The 2014 regulations remove the set timetable for WFIs and give employment advisers discretionary powers to decide the number and frequency of WFIs for each claimant.
An employment adviser’s option to waive the WFI requirement altogether is replaced by a discretionary power to defer WFI until a later date.
When do the changes take effect?
The 2014 regulations came into effect on 28 April 2014. New claimants and renewal claims are affected immediately and existing claimants will be affected from the date of their next scheduled WFI.
Sanctions and good cause
Lone parents claiming IS who fail to attend the prescribed number of WFIs or complete mandatory WRA will see their benefit cut3 unless they can show good cause for their apparent failure. Lone parents claiming ESA who fail to meet these new responsibilities will be sanctioned according to existing ESA regulations.
The claimant must be notified of a sanction. The sanction will continue until the compliance conditions are no longer relevant to the lone parent’s benefit claim, or s/he meets the conditions.
Lone parents who can establish that they have a good cause for their failure to meet either the WRA or WFI requirement have five days to do so, extended to a month in cases where the claimant could not reasonably have provided evidence earlier. The time period during which a claim of good cause can be made is amended by the 2014 regulations to begin two days after notification of the alleged failure to meet a compliance condition is posted.
The regulations include what is effectively a list of examples of good cause,4 including:
- transport problems;
- failure to understand the requirement due to ‘learning, language or literacy difficulties’;
- medical or dental appointment;
- a disability which makes it ‘impractical to attend’.
The list is not exhaustive and a successful argument against the imposition of a sanction can be made even when a client’s good cause is not listed in the regulations.
A sanction will be imposed for each failure to meet a ‘compliance condition’. However, sanctions will not be imposed if the lone parent’s IS entitlement has been sanctioned within the last fortnight.
In any event, sanctions cannot leave a lone parent with IS or ESA of a value less than 10p.
It should be noted that the 2014 regulations prescribe protection for certain lone parents in specific circumstances. Lone parents can limit their availability to meet WRA and WFI conditions but cannot refuse to be available during their children’s school hours or during a period when their child is in the care of person over 18 (unless this is during a medical appointment).
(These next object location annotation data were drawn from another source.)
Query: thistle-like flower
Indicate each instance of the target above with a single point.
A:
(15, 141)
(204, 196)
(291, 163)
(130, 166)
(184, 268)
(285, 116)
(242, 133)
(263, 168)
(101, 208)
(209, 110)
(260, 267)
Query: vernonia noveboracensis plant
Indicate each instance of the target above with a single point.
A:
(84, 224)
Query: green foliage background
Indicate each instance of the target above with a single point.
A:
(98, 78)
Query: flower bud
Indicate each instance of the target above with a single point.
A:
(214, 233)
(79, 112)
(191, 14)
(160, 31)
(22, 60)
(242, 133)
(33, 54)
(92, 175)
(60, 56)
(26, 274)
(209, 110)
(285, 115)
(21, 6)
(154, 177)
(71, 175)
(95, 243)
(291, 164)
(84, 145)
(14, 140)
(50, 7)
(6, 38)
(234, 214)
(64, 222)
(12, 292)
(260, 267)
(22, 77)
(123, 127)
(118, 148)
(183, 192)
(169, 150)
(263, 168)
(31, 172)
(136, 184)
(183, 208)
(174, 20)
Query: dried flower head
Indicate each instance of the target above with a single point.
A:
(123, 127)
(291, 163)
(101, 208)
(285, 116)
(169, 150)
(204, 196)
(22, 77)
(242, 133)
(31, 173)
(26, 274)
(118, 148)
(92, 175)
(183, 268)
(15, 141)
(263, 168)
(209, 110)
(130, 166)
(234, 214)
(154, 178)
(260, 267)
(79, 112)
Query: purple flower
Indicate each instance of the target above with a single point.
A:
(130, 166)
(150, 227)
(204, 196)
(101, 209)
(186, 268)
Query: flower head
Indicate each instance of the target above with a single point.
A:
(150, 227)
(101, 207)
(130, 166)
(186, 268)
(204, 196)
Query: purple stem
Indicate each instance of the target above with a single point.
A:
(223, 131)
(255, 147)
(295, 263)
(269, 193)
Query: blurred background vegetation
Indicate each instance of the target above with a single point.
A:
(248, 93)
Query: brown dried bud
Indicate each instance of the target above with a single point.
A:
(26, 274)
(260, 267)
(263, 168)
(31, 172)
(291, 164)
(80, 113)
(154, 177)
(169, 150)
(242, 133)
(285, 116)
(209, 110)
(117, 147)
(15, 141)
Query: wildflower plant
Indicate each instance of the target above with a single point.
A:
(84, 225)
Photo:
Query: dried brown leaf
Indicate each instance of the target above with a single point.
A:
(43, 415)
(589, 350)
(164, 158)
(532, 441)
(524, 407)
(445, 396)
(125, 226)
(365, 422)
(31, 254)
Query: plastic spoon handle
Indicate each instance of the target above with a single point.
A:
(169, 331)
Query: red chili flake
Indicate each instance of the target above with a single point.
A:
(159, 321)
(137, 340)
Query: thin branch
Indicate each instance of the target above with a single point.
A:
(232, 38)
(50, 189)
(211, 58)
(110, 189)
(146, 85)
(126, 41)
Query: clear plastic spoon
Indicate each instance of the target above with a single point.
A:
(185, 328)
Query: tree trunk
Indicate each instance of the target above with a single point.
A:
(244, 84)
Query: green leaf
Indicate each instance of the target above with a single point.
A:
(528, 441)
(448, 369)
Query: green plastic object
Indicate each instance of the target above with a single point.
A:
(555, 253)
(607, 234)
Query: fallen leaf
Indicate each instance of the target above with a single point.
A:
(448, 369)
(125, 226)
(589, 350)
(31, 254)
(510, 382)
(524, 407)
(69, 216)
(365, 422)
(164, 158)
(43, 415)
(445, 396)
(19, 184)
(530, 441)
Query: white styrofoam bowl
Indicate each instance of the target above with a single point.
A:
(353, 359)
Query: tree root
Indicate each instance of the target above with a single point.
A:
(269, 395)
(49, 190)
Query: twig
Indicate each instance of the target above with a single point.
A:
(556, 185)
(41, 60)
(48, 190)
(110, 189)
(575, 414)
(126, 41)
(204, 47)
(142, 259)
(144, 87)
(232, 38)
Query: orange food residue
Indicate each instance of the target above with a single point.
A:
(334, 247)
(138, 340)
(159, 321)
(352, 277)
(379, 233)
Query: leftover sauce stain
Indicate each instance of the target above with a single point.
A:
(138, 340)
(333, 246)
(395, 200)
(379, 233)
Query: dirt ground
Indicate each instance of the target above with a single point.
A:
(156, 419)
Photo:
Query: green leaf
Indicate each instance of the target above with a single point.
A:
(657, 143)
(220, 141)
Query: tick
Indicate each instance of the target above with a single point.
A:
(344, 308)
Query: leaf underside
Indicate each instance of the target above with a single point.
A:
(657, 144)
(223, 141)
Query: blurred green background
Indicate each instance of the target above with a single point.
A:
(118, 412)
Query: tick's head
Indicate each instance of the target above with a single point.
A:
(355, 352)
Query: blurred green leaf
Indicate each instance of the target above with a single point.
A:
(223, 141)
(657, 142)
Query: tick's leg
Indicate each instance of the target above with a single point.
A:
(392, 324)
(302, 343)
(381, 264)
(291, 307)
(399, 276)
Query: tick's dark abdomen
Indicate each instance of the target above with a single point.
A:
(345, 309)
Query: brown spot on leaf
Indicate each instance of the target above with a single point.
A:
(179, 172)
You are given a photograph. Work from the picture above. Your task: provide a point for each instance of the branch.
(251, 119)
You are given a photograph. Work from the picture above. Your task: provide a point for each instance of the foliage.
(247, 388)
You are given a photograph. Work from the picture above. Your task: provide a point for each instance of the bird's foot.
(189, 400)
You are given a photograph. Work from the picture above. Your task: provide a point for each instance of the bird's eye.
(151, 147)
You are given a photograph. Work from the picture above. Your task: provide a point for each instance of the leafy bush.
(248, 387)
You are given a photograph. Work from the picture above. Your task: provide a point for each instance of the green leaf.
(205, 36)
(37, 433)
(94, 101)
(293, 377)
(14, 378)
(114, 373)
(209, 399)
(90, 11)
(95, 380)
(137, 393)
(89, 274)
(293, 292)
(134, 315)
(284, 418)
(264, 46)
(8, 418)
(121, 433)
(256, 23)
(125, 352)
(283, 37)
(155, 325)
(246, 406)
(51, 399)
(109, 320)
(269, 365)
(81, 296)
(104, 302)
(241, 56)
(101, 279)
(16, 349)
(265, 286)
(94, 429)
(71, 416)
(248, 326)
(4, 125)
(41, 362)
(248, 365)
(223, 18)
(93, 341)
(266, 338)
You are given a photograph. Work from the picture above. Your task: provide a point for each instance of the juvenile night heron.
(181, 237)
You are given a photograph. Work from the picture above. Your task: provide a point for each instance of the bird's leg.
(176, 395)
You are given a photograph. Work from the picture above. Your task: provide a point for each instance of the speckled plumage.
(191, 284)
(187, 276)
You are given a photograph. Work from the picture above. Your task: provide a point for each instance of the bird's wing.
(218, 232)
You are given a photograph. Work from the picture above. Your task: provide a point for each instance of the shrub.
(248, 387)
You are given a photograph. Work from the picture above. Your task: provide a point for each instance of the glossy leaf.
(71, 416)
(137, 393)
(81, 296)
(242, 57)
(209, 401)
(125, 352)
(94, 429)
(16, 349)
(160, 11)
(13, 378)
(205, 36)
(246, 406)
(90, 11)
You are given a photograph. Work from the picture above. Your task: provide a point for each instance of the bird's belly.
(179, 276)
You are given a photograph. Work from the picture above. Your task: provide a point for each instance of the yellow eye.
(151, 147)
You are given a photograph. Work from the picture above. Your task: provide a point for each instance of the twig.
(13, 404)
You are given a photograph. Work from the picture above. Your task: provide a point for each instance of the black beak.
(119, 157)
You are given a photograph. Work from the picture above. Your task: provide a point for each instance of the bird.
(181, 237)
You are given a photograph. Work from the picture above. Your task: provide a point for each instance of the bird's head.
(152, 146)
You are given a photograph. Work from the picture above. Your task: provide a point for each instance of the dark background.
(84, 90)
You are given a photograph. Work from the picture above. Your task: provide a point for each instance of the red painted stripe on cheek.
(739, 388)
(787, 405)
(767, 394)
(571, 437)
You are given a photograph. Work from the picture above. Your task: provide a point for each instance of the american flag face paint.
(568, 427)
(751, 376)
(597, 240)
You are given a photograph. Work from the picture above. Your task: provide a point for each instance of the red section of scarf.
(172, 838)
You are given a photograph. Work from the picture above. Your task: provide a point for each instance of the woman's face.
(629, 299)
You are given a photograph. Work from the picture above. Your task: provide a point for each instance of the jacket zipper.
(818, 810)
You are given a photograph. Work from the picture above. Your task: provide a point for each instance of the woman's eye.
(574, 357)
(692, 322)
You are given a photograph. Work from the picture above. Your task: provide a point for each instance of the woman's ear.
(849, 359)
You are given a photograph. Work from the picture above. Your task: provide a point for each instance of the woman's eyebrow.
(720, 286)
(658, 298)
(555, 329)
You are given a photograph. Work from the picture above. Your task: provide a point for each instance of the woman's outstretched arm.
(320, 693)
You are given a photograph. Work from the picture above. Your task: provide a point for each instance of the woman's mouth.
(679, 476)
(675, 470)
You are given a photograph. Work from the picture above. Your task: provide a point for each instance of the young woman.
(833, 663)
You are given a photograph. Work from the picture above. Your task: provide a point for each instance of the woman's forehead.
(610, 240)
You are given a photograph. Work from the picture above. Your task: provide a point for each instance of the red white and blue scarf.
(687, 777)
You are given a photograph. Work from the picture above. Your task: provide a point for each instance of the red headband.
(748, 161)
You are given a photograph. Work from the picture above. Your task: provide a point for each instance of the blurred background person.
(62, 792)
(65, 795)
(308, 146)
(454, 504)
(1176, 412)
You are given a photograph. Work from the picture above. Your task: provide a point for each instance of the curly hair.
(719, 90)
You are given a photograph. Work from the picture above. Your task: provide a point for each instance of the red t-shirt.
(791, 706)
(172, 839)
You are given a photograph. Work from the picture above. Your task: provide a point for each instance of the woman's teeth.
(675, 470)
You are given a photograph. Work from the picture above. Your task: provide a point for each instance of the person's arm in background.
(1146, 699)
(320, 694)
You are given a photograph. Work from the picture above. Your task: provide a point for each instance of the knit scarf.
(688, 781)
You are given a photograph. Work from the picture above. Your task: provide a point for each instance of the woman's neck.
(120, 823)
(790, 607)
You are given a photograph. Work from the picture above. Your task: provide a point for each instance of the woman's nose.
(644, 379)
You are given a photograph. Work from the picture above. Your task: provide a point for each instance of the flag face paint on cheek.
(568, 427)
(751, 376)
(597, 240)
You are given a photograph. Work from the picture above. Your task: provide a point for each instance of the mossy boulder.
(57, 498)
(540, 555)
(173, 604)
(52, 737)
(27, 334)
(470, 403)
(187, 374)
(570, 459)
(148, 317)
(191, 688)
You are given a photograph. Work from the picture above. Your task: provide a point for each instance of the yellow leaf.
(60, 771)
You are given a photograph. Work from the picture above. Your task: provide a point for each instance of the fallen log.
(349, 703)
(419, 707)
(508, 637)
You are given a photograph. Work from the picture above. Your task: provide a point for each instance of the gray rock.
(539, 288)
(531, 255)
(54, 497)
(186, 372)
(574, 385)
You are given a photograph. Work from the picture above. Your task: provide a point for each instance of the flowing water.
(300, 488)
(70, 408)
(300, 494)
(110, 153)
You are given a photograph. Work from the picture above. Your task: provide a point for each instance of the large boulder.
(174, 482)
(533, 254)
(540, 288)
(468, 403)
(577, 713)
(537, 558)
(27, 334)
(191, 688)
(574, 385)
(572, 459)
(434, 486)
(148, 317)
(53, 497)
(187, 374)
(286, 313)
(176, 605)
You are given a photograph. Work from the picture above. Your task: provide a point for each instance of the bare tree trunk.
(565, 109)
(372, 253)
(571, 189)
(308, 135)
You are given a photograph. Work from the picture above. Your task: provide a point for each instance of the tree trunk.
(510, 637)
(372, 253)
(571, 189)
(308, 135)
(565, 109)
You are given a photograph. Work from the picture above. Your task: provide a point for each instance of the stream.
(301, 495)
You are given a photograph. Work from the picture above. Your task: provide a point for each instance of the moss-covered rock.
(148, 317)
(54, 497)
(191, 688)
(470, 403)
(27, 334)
Lone parents who find meeting the requirements ‘unreasonable’ during any time of the day should ask the employment adviser to exercise discretion to defer the requirement to a later date.
Any WRA a claimant is asked to perform must be ‘reasonable’ – ie, it should be relevant to her/his individual circumstances (including any health issues or conscientious objections) and increase her/his chances of finding employment in the local job market.
Following the Supreme Court’s judgement in Reilly and Wilson vs SSWP (Bulletin 237, p10) advisers and claimants may, depending on the facts, be able to make a successful argument against a sanction imposed for failure to meet a compliance condition if they can show that the claimant was not given information sufficient to make ‘informed and meaningful’ representations about the requirements that their employment adviser before s/he drew up the action plan. You can find more information about the implications of the Reilly and Wilson vs SSWP case for sanctioned clients in the article ‘Sanction busting: part 3’ in Bulletin 237, p7.